It’s just the treat for my company
a coming the week after the Fall
Festival at JCCCFS. They were all
talking about it on our Murphy
Radio station this morning, saying
it was the BIGGEST attraction our
area had. Like most folks, I love
it too…Ken
Tim Cuthbertson
September 27, 2012 at 11:31 amI remember these from a long time ago, but I have not had one or even heard about them in years. I wonder why such good things become forgotten?
Ethel
September 27, 2012 at 10:53 amNever heard of this one before! It sounds intriguing, maybe I can sub out peaches for fruit cocktail and leave the coconut out, I guess I’m one of those picky eaters. Miss Cindy’s post suggests the recipe is open to interpretation (my favorite kind of recipes!).

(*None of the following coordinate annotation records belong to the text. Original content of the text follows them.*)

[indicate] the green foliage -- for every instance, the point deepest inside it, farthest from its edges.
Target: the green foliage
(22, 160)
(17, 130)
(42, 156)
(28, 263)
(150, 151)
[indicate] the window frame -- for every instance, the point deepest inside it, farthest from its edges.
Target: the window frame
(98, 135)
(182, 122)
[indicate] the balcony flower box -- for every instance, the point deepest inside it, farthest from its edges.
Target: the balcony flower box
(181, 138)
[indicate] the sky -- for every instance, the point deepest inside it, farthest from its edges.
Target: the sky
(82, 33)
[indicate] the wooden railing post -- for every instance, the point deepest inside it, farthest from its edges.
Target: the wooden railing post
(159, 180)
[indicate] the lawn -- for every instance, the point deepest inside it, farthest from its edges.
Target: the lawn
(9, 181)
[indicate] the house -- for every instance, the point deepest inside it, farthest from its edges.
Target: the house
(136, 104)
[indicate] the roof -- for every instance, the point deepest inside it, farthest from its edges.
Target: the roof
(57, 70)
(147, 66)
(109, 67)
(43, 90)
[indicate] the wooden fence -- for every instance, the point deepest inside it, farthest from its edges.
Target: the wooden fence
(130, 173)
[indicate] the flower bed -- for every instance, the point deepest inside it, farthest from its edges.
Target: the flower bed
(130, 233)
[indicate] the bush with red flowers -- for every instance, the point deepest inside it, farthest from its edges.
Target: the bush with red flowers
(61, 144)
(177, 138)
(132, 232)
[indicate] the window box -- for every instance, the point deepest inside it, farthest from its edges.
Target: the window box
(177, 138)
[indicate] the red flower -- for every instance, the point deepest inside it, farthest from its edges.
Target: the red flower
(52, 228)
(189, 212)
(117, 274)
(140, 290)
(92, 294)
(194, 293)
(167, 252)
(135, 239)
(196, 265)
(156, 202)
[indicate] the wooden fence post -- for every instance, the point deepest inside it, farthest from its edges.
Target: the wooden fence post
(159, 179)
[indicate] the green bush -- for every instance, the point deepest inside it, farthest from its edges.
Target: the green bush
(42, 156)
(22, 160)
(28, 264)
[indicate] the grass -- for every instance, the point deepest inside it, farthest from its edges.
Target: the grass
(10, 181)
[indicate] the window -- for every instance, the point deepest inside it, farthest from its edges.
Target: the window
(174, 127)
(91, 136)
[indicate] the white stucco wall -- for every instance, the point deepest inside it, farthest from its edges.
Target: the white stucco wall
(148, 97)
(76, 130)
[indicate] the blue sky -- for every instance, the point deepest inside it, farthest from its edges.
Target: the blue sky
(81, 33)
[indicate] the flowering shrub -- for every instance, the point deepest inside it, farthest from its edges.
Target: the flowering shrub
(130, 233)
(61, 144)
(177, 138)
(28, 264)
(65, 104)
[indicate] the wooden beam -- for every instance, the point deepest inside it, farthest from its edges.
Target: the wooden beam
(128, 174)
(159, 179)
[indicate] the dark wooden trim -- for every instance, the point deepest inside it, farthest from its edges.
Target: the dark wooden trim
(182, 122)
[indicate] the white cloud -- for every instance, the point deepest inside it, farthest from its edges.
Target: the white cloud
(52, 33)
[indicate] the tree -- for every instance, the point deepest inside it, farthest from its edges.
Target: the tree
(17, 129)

The real clincher for me is the sauce!
Janet Smart
September 27, 2012 at 10:10 amSounds delicious! the topping sounds like german chocolate topping. I think I remember this from when I was younger.
Ethelene Jones
September 27, 2012 at 9:24 amLike Miss Cindy, I “used to” make this Fruit Cocktail Cake! How rich and gooey it is! Back “in the days” when I was always looking for a new and different recipe to serve some church group meeting in our home, or to take to one of our famous “covered dish” meals, I remember finding and using this recipe! Maybe I got it off the can of a # 303 size Fruit Cocktail. Thanks to Miss Cindy for “resurrecting” the recipe and sharing it with us.
Tipper
September 27, 2012 at 9:24 amDolores-13oz. can of fruit cocktail : )
Blind Pig The Acorn
Celebrating and Preserving the
Culture of Appalachia
http://www.blindpigandtheacorn.com
Shirla
September 27, 2012 at 8:58 amOf course it’s not fattening! I’ve never had a fruit cocktail cake. I can’t imagine Mom not getting her hands on the recipe being the big fan of ‘mixed fruit’ that she was. She always made a huge bowl from fresh fruit for get-togethers. I’m anxious to try this recipe. All I need is coconut.
Lonnie Dockery
September 27, 2012 at 8:56 amWell, that last comment should get you invited to some holiday gathereings!!
Cee
September 27, 2012 at 8:41 amI haven’t made this cake in a long time. I don’t think my recipe is the same. Your’s looks a lot better and I will be sure to try it out soon.
Rush
September 27, 2012 at 8:34 amDelicious! 😀 I have had this cake before at church gatherings when I was young, but have not had it in forever. The only difference I can see is that it was made from fresh fruit slightly cooked in a heavy syrup first. In my family we baked very few sweets. Banana nut bread, fig cake and oatmeal cookies with raisins were the few and far between choices we had. It was so bad that we were not even allowed chewing gum and only one candy bar choice a month. Which is why I gained weight as soon as I left home. 😀
PS sorry that I missed the internet discussion. I could have written a couple of blogs on the nightmare scenarios that we went through after we moved here. All excuses and no results for years and so much of our business depended on it. 🙁 Better now, but still shaky at best.
Donna W
September 27, 2012 at 8:24 amI used to make this often, when the kids were growing up. The recipe is still in my recipe box. I first got it from my sister, who always did have the BEST dessert recipes.
Ed Ammons
September 27, 2012 at 8:05 amThat looks like something I might like to try. I am going to start saving to buy a cup of pecans. Might have enough by Christmas! I used to get pecans from a lady at work who’s mother had several trees in her yard. They were thin shelled and you could crack them by squeezing two together. Most of the goodies would come out whole. She charged five dollars for a paper grocery bag full. But then mamma died and lazy Debbie wouldn’t pick them up. So I’m stuck with store bought and they are e$x$p$e$n$s$i$v$e!
Sheryl Paul
September 27, 2012 at 7:56 amIt sounds yummy, you had me with the pecans and coconut
kat
September 27, 2012 at 7:50 amHad forgot about this cake. Haven’t made it in ages but remember it being good.
dolores barton
September 27, 2012 at 7:41 amForgot to ask – What size can is the fruit cocktail?
dolores barton
September 27, 2012 at 7:36 amNever had a fruit cocktail cake, but it looks delicious. I definitely will try making one; I’ll experiment on my husband’s taste buds. Thanks once again for another good recipe.
Holly Day
September 27, 2012 at 7:31 amNo, I haven’t had a Fruit Cocktail Cake but I soon will. If I am reading this right, if I invite you to my gathering, you will come and bring one. “I plan to take it to any gatherings I get invited to this coming holiday season.” Is that correct?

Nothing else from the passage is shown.